It all really must have been getting to Jon, if he wasn’t even willing to say the full introduction before handing over the burden of speech to Martin. Jon was usually such a stickler for that kind of thing. Admittedly, Martin suspected that Jon had used the same tape when he’d pestered the rest of the staff into giving their respective statements, so the date and such would already be on it, but still... it wasn’t like Jon, to let something like that slip by the wayside, to just assume that he could flout a few technical requirements to save a bit of time. Usually it seemed like Martin was the one who’d try to find a way to cut through the formalities and Jon was the one who’d inevitably end up yelling at him for it.

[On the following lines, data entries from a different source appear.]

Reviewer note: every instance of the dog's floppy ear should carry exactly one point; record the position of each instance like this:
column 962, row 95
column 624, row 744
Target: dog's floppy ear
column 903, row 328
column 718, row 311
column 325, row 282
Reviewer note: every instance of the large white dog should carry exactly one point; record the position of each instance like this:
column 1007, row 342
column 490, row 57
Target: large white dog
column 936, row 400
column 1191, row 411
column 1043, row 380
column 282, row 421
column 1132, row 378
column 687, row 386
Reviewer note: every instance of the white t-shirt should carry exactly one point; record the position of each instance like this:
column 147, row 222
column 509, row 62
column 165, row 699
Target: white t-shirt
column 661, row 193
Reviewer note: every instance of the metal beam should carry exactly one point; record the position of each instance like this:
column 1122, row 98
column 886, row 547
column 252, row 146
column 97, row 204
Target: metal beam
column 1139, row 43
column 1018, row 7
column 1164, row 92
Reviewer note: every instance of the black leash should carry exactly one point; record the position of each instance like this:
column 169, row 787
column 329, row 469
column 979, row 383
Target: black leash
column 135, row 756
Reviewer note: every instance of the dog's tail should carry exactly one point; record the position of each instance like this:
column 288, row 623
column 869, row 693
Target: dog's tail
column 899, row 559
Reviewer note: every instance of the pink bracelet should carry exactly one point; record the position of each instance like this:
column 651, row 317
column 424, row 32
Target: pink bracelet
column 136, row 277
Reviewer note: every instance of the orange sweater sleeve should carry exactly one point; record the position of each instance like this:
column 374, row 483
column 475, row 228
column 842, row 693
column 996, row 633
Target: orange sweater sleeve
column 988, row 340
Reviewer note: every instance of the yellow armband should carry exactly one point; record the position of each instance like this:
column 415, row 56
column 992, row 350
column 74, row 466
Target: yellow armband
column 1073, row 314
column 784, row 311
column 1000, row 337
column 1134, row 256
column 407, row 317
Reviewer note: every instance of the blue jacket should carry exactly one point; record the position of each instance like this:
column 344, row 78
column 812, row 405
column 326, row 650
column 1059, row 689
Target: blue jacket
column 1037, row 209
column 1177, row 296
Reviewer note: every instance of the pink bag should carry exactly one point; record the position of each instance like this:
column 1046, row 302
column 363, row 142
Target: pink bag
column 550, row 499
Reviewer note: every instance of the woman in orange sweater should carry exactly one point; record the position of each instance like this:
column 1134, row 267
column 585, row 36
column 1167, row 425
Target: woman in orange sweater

He must really be hurting.
But Martin knew well enough that at this point, the only way he could help Jon was by telling his story as quickly as possible, get it over with sooner rather than later so they could all go get some rest.
“Right. Well, I was doing some background checks for case 0081709, when you and Sasha started screaming, so I went to ch-”

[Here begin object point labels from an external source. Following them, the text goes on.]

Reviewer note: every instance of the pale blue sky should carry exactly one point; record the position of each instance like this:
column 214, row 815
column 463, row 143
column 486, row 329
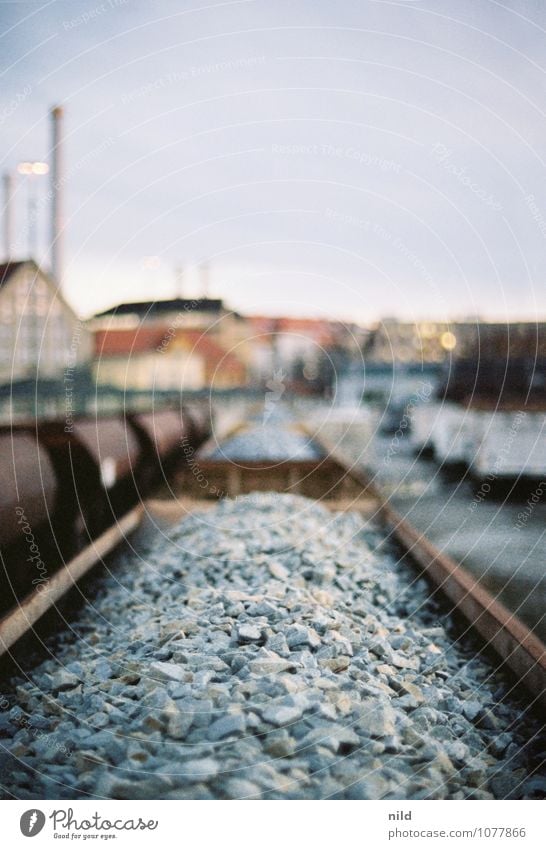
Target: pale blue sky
column 357, row 158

Jon interrupted, cutting Martin off without even a hint of hesitation, irritation evident in his voice. “Yes, yes, I was there! I was with you for almost the whole time, and that tape survived just fine.”
“Sorry.”
“Ah, it’s fine. I just… I only need from when you got separated. From when you got lost in the tunnels.”
“No, I mean...” Martin gulped as he considered his next words, though he was fairly certain both what the gist of them would be and that they probably weren’t strictly necessary. “I’m sorry I couldn’t keep up.”

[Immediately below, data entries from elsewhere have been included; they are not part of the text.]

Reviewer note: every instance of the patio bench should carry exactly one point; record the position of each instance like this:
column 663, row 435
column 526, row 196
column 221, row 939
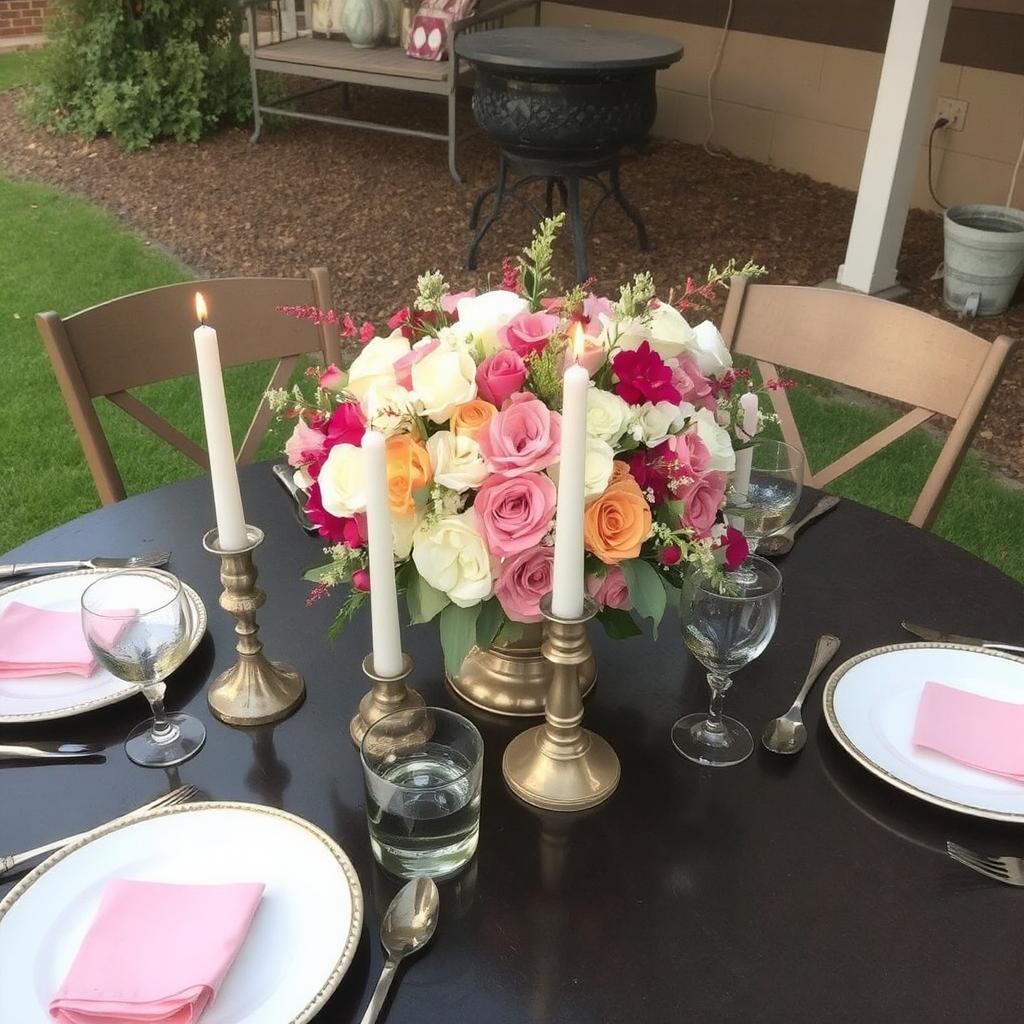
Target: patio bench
column 338, row 62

Maybe it was silly, to apologize for tripping, to apologize rather than being the one apologized to when the others had been the ones who left him behind in the middle of the attack. But Martin had grown used to apologizing, over the years. Apologizing for mistakes, for accidents, for daring to take up space in the world... it came naturally at this point.
“...oh, Martin.”
And now that he’d started, he couldn’t stop, explaining and apologizing for actions that hadn’t been intentional in the first place but felt like some sort of grave error on his part all the same. “It was an accident. I mean, the worms came at us,  and they were so much faster, and then there was the gas, and the running, and I just… I, I tripped, there was a rock and it wasn’t even that big but it was big enough to do the trick I suppose, and I wanted to catch up but by the time I got up you were gone, you were both gone. It was an accident.”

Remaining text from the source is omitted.